One hot little molecule

When the research team of biomedical sciences faculty — composed of Qin, Dr. Xiaofang Wang, Dr. Jerry Feng and Dr. Jay Groppe — was preparing findings for grant submission, they had no idea of the fervor they would create in the research field.

In May 2012 their research was published in PLOS Genetics as the cover page article for the issue. That’s when the phone started ringing.

“I didn’t expect it was going to be that exciting,” Qin says. “In the past year, the research on this molecule has gotten very hot. At the moment it’s very attractive to many people, and this attraction is also good for the school.”

But why is this so?

FAM20C is different from its two “siblings” in the protein family FAM20, because unlike FAM20A, which is essential to enamel formation, or FAM20B, which is necessary for cartilage development, FAM20C plays a critical role with all the four types of mineralized tissues in mammals: bone, enamel (the outer layer of tooth crown); dentin (the bulky tissue shaping the contour of a tooth); and cementum (outer layer of tooth root).
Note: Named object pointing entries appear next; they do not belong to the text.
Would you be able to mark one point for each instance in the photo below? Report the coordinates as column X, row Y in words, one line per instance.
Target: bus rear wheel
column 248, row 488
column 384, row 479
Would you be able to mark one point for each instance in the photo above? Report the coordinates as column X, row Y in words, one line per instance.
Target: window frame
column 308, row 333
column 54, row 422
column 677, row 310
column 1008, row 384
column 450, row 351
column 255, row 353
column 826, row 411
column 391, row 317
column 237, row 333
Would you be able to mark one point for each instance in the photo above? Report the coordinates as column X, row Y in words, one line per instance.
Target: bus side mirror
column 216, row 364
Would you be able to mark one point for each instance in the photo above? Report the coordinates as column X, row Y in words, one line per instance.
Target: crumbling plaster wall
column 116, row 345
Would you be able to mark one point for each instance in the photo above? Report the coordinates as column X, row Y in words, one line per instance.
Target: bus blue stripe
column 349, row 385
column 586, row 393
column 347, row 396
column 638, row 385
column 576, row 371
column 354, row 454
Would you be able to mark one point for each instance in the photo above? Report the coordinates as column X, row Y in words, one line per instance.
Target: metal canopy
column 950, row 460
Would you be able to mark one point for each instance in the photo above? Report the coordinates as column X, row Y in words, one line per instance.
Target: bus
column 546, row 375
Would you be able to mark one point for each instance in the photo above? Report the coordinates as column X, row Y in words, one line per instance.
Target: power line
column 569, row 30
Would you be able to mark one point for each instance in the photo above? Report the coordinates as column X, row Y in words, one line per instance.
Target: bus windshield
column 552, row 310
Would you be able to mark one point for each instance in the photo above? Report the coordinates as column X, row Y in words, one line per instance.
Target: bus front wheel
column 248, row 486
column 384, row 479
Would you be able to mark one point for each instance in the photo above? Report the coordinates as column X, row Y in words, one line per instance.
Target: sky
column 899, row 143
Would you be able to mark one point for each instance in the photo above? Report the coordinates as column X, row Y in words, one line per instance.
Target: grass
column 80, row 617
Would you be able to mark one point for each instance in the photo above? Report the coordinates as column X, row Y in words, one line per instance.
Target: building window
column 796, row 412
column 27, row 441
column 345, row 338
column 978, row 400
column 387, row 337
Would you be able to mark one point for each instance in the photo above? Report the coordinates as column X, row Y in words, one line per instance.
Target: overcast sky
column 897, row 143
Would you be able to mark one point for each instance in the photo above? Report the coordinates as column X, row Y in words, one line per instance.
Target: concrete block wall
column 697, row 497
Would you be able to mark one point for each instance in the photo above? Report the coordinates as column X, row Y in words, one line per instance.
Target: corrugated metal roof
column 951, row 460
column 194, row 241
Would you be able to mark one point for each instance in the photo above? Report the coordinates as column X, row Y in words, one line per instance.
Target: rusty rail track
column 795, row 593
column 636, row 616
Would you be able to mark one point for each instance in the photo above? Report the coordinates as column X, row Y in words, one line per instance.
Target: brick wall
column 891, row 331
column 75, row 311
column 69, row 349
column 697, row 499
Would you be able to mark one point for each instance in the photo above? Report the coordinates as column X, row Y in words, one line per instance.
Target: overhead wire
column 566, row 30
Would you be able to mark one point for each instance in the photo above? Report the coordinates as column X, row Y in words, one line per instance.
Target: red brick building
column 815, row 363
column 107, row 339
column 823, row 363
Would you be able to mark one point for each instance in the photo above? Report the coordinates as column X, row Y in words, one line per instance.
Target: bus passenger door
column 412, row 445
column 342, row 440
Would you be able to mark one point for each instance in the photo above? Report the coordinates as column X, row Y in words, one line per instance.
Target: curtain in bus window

“In the next five to 10 years, there will be a lot of things happening with this molecule.”

—Dr. Chunlin Qin

Knowing the protein’s role is only half of the equation. Qin’s group discovered that the loss of FAM20C leads not only to bone and tooth defects but also a reduction of serum phosphorous levels.

In a nutshell, FAM20C is “critical for regulating the total body phosphate in addition to the formation and mineralization of bone and tooth,” Qin says.

“It doesn’t only affect the dental field; it has a very broad influence,” he adds. “This is a molecule present in many tissues. At this moment we believe it is most important for bone and teeth, while it is also likely to play important roles in the nerve, muscle, fat metabolism and immune systems.”

As a result, the college has attracted attention from experts in endocrinology, obesity and diabetes, and even pharmacology.

Dr. Paul Dechow, chair of biomedical sciences, says the protein could represent a major advance in the understanding of mineralized tissue development.

“While we suspected its importance, the attention it has attracted from both within and outside the bone research community has been gratifying and attests to the high quality and hard work of our TAMBCD scientists,” Dechow says.

In all of Qin’s 20 years in the research field, including generating approximately $5 million in NIH funds among three R01 grants and three smaller NIH grants, he says he’s never seen this much attention focused on one study alone. He suspects it won’t die down anytime soon.

“In the next five to 10 years, there will be a lot of things happening with this molecule,” Qin says.


“The Roles of FAM20C (DMP4) in Odontogenesis and Osteogenesis” 

A scientist’s view of the research study

The goal: To increase understanding of how FAM20C functions in bone and tooth formation, including the mechanistic aspects of biomineralization and the molecular basis for genetic and metabolic disorders affecting the craniofacial region and skeleton. This may eventually help with development of treatments for diseases like rickets, and soft and fragile enamel and dentin.

The hypothesis: FAM20C promotes the formation and mineralization of hard tissues by differentiating the cells that form these tissues and by playing a part in regulating phosphate homeostasis (via mediation of the growth factor FGF23).

The method:

  1. Evaluate the molecular pathogenesis of FAM20C-associated disorders.
  2. Determine if FAM20C is involved in biomineralization via the regulation of FGF23 and phosphate homeostasis.
  3. Determine if FAM20C regulates dentin matrix protein 1, which is essential to bone and tooth formation.